This is the life cycle we have been living under recently. It is absolutely necessary and our responsibility to try to keep everyone safe.
As I was waiting for Pip to return from her test, God’s blessing to Moses and his chosen people came to mind. They are wonderful words, often sung during a service* or said by a Priest as those who gather leave and go out into the world.
The Lord bless you and keep you;
the Lord make his face to shine upon you, and be gracious to you;
the Lord lift up his countenance upon you, and give you peace. (Num.6: 24-26 – NRSV)
These verses are the desire of God’s heart for His people. What more do we need? The God who is over all things, who created all things, wants the very best for us. In other words he wants to bless us.

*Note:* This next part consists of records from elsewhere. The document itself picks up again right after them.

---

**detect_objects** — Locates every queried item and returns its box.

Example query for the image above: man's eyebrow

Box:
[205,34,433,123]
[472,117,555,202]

As I found myself thinking of these words, this is what I wanted for my family.
The meaning of the word “Bless” is about holiness: to separate unto God. It is about a movement from things which are common, turning deliberately and distinctive towards God. It is what happens when we acknowledge Jesus as sovereign and become holy under God’s umbrella of righteousness. It is what God really wants to offer us. Indeed it is the best he can offer.
This helps to understand the other words in this blessing. God is, as it were, our protector and our defence. He wants us near Him. The word “keep”, that is used here, is about being drawn into God’s care where we will be safe. His promise is not only to protect us, but to take care of us. As God watches over us His face shines on us.
I don’t know where you are with your faith. Some of you will find yourself agreeing with these words. Others will struggle, unable to accept a universal, big, God being interested in me!
For me however, I find myself drawn to these words. They are comforting when everything around me is in flux. I want to bless my family, I want God’s protection on them, especially when I am unable to guarantee it myself. I don’t want special treatment or favour, but rather desire His blessing to be on all of us.
This idea of blessing resonates as I think about the approaching Christmas Season. It is this special time where we witness Jesus who comes to us as a child, His light which disrupts and destroys the darkness. It is, again, God’s special blessing on us. What could be more giving, more generous than to offer up a son for us and others?
May God’s blessing rest on you this Christmas.
Happy Christmas everyone.
Rev. Mark Bodeker
* For those who would like to listen to these verses set to music please listen to this; https://www.youtube.com/watch?v=Zp6aygmvzM4
A Prayer of Blessing;
May the blessing of light be on you – light without and light within.
May the blessed sunlight shine on you like a great peat fire,
so that stranger and friend may come and warm himself at it.
And may light shine out of the two eyes of you,
like a candle set in the window of a house,
bidding the wanderer come in out of the storm.
And may the blessing of the rain be on you,
may it beat upon your Spirit and wash it fair and clean,
and leave there a shining pool where the blue of Heaven shines,
and sometimes a star.
And may the blessing of the earth be on you,
soft under your feet as you pass along the roads,
soft under you as you lie out on it, tired at the end of day;
and may it rest easy over you when, at last, you lie out under it.
May it rest so lightly over you that your soul may be out from under it quickly; up and off and on its way to God.
And now may the Lord bless you, and bless you kindly. Amen.